Cell-Type-Specific EditsC and RNA Analysis
Pseudobulk datasets were filtered for transcripts possessing multiple isoforms per gene. Heatmaps were then generated to visualize cell-type-specific patterns.
EditsC and RNA Isoform Correlations
Pairwise Spearman correlations were computed between pseudobulk EditsC and RNA counts for genes exhibiting two or more isoforms.
Transcript Feature Analysis
This analysis involved obtaining 5′ UTR and 3′ UTR coordinates to calculate GC content, perform motif analysis (MEME, TomTom), and assess miRNA binding (TargetScanMouse) and ELAV binding sites.
Genome Browser Tracks
BED files containing SNP-filtered edit information were generated and subsequently visualized using IGV (Integrative Genomics Viewer).

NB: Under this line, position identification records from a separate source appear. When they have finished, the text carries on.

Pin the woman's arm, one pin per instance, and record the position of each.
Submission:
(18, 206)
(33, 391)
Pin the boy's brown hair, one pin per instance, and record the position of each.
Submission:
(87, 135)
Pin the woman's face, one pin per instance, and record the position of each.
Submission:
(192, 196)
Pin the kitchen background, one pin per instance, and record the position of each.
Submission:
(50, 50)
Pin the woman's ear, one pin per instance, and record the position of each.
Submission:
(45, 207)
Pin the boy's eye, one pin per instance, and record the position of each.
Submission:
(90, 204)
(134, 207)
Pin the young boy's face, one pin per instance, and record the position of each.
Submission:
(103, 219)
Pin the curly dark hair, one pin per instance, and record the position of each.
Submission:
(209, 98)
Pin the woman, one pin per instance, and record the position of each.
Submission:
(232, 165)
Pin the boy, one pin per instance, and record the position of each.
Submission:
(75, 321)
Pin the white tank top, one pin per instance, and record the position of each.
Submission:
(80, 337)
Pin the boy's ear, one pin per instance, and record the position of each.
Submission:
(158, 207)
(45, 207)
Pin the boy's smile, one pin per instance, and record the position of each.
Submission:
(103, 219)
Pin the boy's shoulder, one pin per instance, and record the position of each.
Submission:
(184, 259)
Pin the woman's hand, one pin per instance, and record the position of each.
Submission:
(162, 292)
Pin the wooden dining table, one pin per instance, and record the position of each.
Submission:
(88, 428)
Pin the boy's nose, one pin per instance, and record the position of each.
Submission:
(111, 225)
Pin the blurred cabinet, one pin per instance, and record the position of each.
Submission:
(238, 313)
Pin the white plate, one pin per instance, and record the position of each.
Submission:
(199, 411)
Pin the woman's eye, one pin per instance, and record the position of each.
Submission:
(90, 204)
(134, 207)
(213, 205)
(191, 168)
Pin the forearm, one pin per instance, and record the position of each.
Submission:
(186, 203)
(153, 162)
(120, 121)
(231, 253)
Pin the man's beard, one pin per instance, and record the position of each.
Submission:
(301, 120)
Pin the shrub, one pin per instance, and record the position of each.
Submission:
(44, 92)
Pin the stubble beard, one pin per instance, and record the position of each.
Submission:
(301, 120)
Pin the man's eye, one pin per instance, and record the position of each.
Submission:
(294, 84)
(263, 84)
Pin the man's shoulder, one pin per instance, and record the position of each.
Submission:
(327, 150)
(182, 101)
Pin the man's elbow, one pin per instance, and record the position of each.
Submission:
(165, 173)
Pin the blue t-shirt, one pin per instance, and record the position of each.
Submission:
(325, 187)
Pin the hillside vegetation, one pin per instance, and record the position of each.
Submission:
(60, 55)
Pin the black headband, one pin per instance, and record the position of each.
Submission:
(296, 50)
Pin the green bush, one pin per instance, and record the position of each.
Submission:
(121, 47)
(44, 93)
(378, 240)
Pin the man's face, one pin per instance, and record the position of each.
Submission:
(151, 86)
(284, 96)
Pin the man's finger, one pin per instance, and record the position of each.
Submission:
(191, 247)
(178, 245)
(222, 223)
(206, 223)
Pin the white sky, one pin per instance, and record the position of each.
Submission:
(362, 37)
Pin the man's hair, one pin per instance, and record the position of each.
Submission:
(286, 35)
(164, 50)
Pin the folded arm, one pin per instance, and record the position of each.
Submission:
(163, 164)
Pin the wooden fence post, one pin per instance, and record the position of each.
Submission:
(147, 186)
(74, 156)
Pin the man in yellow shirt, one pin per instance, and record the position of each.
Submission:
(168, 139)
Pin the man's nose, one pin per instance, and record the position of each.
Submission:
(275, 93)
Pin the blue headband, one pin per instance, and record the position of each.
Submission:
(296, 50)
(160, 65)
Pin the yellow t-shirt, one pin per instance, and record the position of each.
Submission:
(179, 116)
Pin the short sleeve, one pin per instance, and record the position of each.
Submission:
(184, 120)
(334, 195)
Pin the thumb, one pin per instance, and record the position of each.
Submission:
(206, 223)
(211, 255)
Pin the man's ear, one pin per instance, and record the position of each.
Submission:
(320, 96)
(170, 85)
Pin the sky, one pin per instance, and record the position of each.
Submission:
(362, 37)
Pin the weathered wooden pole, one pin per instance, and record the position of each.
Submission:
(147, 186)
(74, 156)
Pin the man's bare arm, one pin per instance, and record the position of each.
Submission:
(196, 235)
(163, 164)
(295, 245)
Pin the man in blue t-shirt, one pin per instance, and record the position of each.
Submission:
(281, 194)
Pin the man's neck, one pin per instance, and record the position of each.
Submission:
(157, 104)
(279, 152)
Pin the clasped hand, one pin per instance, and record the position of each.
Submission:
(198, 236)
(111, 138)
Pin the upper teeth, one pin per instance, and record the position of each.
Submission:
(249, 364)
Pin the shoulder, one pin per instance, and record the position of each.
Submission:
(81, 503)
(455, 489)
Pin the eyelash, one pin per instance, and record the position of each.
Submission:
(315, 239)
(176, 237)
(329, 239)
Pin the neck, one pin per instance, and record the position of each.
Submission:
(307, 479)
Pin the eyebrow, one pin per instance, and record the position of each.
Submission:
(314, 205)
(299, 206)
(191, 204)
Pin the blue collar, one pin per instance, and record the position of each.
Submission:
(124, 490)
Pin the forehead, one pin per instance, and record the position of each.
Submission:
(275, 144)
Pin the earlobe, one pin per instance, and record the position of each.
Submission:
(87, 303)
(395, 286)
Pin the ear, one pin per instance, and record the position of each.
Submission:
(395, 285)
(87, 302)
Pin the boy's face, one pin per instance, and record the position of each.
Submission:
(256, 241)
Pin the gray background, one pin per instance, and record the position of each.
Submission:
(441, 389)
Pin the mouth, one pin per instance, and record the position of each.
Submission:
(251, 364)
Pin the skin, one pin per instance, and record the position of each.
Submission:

Differential Transcript Analysis
Pairwise comparisons between cell types for pseudobulk EditsC and RNA expression were performed, aiming to identify discordant translated isoforms.
Statistics and Reporting
Experiments used at least three biological replicates, with mice randomly assigned to groups.
Experiments consistently utilized at least three biological replicates, with mice randomly assigned to experimental groups. While efforts were made to ensure robust data collection, blinding of experimenters was not always feasible. EPR and EditsC analyses were conducted without specific adjustments unless explicitly stated within the protocol.